The key point is that the necessary conditions for a minimally and a maximally severe test are, respectively, Fr(not-P | not-H) = 0 and Fr(not-P | not-H) = 1. This suggests that (provided we’ve checked that Fr(P | H) > 0,) we can measure the severity of a test by the value of Fr(not-P | not-H) .
The Severity Principle
At this point, I’m just going to quote straight from Mayo’s latest exposition of severity:
“Severity Principle . Data x0 (produced by process G) provides good evidence for hypothesis H (just) to the extent that test T severely passes H with x0.
A hypothesis H passes a severe test T with data x0 if,
(S-1) x0 accords with H, (for a suitable notion of accordance) and
(S-2) with very high [frequency], test T would have produced a result
that accords less well with H than x0 does, if H were false or incorrect.”
My previous discussion was based on the idea of pass/fail testing, whereas condition (S-2) is phrased in terms of “accord[ing] less well”, the key word being “less”. Mayo’s definition does not merely introduce the notion of accordance with H — it demands a totally ordered set to express it.

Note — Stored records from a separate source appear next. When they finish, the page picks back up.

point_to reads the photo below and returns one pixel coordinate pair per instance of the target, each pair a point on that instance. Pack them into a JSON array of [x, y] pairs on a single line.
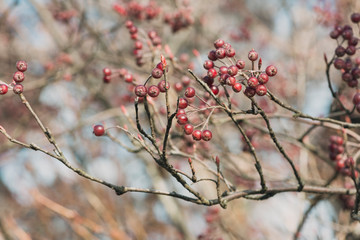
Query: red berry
[[240, 64], [253, 82], [271, 70], [153, 91], [206, 135], [162, 86], [188, 129], [253, 55], [140, 91], [182, 119], [21, 66], [157, 73], [3, 89], [190, 92], [237, 87], [263, 78], [19, 76], [18, 88], [183, 103], [196, 135], [99, 130], [261, 90]]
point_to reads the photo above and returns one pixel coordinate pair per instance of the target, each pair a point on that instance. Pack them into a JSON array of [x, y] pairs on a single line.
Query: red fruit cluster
[[344, 52], [133, 9], [235, 75]]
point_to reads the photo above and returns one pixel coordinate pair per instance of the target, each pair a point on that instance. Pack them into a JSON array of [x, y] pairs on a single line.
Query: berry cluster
[[232, 72], [18, 77], [343, 163], [135, 10], [346, 48]]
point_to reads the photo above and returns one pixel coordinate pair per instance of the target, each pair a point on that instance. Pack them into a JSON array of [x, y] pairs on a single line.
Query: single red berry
[[162, 86], [99, 130], [261, 90], [18, 88], [271, 70], [21, 66], [183, 103], [189, 92], [196, 135], [208, 64], [355, 17], [253, 82], [19, 76], [219, 43], [153, 91], [240, 64], [263, 78], [3, 89], [249, 92], [188, 129], [157, 73], [214, 89], [212, 73], [182, 119], [237, 87], [253, 55], [232, 70], [206, 135], [140, 91]]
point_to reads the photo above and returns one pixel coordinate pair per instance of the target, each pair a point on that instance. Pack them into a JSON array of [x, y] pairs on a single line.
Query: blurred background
[[68, 43]]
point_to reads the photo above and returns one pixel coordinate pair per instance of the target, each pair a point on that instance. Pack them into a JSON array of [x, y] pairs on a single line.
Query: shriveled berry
[[189, 92], [188, 129], [99, 130], [261, 90], [263, 78], [140, 91], [240, 64], [196, 135], [253, 55], [253, 82], [21, 65], [206, 135], [183, 103], [271, 70], [237, 87], [153, 91], [18, 88], [18, 76], [182, 119], [3, 89], [163, 86]]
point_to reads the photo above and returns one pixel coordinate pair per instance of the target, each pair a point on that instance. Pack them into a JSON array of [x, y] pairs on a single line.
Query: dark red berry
[[183, 103], [157, 73], [162, 86], [253, 55], [261, 90], [206, 135], [140, 91], [237, 87], [99, 130], [21, 66], [196, 135], [18, 88], [182, 119], [153, 91], [3, 89], [271, 70], [190, 92], [19, 76], [188, 129]]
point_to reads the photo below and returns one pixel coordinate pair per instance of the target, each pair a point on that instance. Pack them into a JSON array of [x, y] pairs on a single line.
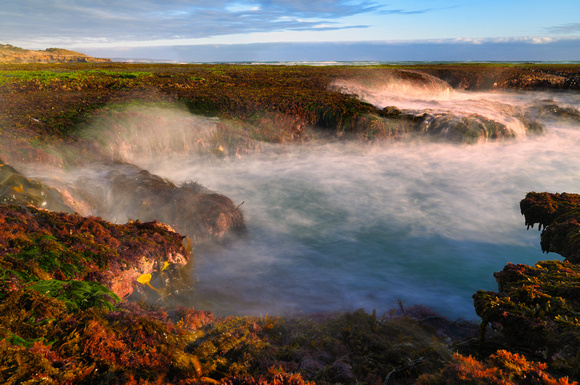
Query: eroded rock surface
[[51, 245], [125, 192]]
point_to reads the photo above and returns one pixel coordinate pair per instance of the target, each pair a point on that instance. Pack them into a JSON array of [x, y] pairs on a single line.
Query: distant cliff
[[11, 54]]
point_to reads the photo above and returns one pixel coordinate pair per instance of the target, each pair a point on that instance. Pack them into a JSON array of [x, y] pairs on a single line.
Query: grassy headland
[[58, 324]]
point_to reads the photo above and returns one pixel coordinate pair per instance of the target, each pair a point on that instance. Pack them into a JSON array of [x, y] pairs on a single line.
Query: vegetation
[[43, 101], [64, 279]]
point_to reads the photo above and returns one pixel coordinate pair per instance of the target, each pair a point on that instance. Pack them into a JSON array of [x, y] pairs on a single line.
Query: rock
[[11, 54], [536, 309], [122, 191], [559, 215], [17, 189], [51, 245]]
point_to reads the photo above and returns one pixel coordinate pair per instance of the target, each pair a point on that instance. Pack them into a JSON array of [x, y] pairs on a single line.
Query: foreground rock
[[43, 245], [121, 192], [537, 308]]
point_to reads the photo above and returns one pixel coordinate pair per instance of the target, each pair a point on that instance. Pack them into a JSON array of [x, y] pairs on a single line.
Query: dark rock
[[125, 191], [52, 245], [17, 189]]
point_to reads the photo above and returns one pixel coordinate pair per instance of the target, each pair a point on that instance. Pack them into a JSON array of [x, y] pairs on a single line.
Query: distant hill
[[12, 54]]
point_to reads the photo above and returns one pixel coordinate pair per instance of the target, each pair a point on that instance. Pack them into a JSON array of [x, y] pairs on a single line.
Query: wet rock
[[121, 191], [15, 188], [536, 310], [559, 215], [553, 111], [470, 128]]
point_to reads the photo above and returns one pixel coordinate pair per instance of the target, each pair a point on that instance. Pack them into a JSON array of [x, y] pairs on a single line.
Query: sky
[[299, 30]]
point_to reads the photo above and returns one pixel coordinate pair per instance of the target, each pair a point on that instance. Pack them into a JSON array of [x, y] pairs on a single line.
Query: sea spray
[[340, 225]]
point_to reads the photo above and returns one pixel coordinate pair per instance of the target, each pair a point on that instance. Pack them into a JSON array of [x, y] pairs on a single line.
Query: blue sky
[[319, 30]]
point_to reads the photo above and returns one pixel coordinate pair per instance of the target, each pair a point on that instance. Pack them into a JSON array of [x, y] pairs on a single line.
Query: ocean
[[338, 225]]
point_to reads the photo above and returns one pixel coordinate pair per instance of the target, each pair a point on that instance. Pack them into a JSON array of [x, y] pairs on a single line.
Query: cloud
[[114, 20], [565, 28]]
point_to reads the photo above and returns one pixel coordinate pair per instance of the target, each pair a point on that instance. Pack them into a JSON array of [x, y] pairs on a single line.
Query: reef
[[12, 54], [44, 245], [87, 301], [537, 308]]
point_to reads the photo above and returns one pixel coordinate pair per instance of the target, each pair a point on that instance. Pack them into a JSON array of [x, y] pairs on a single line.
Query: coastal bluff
[[10, 54]]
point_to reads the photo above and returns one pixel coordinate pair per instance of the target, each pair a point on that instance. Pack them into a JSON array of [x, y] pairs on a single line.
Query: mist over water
[[340, 226], [337, 226]]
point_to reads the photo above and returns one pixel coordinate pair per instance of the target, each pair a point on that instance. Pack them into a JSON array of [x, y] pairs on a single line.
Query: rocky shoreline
[[12, 54], [83, 300]]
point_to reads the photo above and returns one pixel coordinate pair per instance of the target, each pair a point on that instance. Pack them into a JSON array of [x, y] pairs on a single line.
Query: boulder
[[39, 244]]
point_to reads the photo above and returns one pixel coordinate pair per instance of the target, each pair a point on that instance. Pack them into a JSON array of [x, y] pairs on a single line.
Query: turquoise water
[[337, 226]]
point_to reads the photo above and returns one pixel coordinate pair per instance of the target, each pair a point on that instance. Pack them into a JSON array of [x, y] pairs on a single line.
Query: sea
[[340, 225]]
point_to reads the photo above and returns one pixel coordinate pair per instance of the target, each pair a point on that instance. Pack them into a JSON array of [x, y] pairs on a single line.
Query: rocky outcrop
[[11, 54], [15, 188], [521, 77], [122, 191], [536, 308], [559, 215], [58, 246]]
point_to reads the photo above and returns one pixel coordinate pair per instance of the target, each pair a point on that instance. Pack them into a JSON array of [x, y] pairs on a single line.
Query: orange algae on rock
[[40, 244], [537, 308], [501, 368]]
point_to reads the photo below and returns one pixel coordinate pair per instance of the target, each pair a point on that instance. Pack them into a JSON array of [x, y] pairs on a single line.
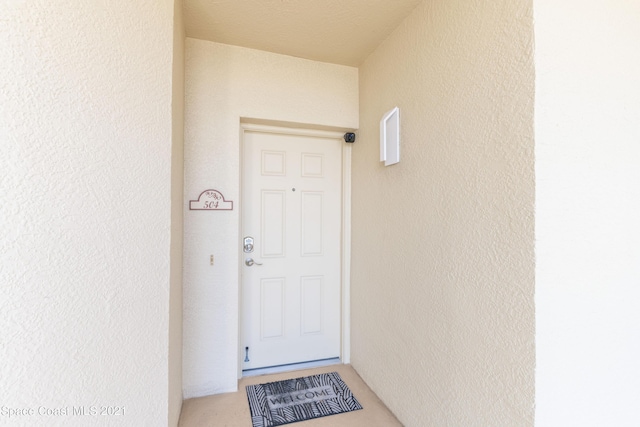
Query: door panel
[[292, 208]]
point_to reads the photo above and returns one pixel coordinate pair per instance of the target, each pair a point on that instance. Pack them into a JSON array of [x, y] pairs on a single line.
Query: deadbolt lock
[[247, 244]]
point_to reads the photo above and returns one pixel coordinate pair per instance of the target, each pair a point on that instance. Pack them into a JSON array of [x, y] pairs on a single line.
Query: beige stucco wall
[[588, 213], [443, 242], [85, 210], [223, 84], [177, 229]]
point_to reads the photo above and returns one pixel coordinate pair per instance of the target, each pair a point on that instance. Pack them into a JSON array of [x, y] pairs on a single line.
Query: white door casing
[[292, 208]]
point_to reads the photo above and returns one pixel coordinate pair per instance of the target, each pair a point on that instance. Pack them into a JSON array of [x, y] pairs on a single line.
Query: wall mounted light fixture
[[390, 137]]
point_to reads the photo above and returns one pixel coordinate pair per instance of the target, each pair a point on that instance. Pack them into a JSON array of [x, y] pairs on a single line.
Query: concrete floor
[[232, 409]]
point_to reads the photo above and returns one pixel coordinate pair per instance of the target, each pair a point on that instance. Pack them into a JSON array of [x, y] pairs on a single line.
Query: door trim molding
[[345, 267]]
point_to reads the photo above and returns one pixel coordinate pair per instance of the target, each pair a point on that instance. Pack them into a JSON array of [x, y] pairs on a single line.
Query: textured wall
[[223, 84], [177, 220], [85, 152], [443, 242], [588, 211]]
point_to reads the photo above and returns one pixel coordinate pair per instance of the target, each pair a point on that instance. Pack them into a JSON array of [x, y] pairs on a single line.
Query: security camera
[[349, 137]]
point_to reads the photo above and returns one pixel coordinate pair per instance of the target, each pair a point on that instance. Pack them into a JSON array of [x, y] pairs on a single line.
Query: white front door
[[291, 215]]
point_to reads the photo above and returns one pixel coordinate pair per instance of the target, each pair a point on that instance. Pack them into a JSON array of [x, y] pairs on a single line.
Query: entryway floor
[[232, 409]]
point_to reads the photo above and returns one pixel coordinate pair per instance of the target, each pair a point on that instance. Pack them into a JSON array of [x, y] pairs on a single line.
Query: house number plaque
[[211, 200]]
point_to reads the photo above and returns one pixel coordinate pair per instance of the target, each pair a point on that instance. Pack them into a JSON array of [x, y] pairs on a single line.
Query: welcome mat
[[299, 399]]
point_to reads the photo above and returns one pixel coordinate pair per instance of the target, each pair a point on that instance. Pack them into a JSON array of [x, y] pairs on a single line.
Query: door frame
[[345, 232]]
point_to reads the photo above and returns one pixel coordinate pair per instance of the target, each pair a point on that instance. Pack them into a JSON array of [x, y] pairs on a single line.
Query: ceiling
[[336, 31]]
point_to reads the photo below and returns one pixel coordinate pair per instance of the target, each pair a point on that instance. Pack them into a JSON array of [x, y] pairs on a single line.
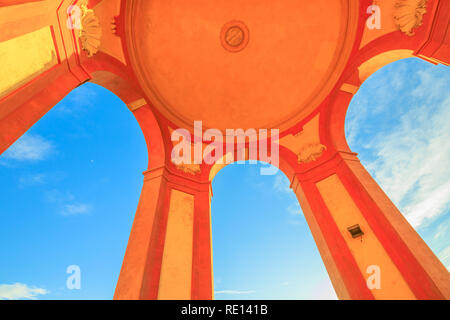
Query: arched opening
[[397, 123], [69, 191], [262, 245]]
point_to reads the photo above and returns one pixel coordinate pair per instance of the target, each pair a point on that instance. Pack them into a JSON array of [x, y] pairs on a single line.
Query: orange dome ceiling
[[238, 64]]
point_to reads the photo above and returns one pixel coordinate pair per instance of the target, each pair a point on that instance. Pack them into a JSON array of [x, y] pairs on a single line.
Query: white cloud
[[281, 183], [411, 158], [234, 292], [75, 209], [20, 291], [29, 148], [444, 255], [324, 291], [66, 203]]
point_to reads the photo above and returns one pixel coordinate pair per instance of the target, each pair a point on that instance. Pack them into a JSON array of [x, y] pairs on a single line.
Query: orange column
[[169, 252], [390, 260]]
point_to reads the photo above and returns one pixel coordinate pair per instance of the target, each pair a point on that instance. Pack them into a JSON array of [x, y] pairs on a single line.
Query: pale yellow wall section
[[24, 57], [367, 250], [176, 269]]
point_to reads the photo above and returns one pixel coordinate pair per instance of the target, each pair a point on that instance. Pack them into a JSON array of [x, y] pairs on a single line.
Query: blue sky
[[70, 186]]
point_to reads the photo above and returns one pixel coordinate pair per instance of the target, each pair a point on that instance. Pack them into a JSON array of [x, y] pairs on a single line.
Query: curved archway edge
[[333, 188]]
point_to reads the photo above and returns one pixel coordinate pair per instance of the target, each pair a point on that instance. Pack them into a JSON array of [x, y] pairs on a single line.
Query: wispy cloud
[[75, 209], [409, 153], [324, 291], [20, 291], [29, 148], [234, 292], [66, 203], [281, 183], [79, 101], [444, 255]]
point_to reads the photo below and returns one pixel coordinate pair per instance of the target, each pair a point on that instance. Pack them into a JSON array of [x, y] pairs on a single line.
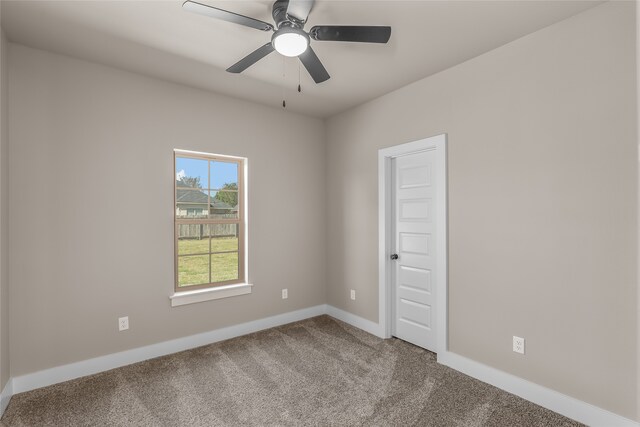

To connect my exposition here with Mayo’s definition, we can now recognize that, just as school exams produce both a numerical grade and a pass/fail categorization, a statistical data-based pass/fail test will (almost always) be a dichotomization of a test statistic that makes finer distinctions, and the choice of dichotomization threshold is essentially arbitrary. Mayo’s definition of a severe test resolves this arbitrariness by placing the threshold for a passing grade right at the observed value of the test statistic. (The threshold is notionally infinitesimally below the observed value of the test statistic, so that H just barely passes. Alas, the reals contain no infinitesimals.)
To make the notion of the severity of a test T of H mathematically precise and operational, we’ll have to get more specific about what is meant by “accords less well”. That will be the topic of part two.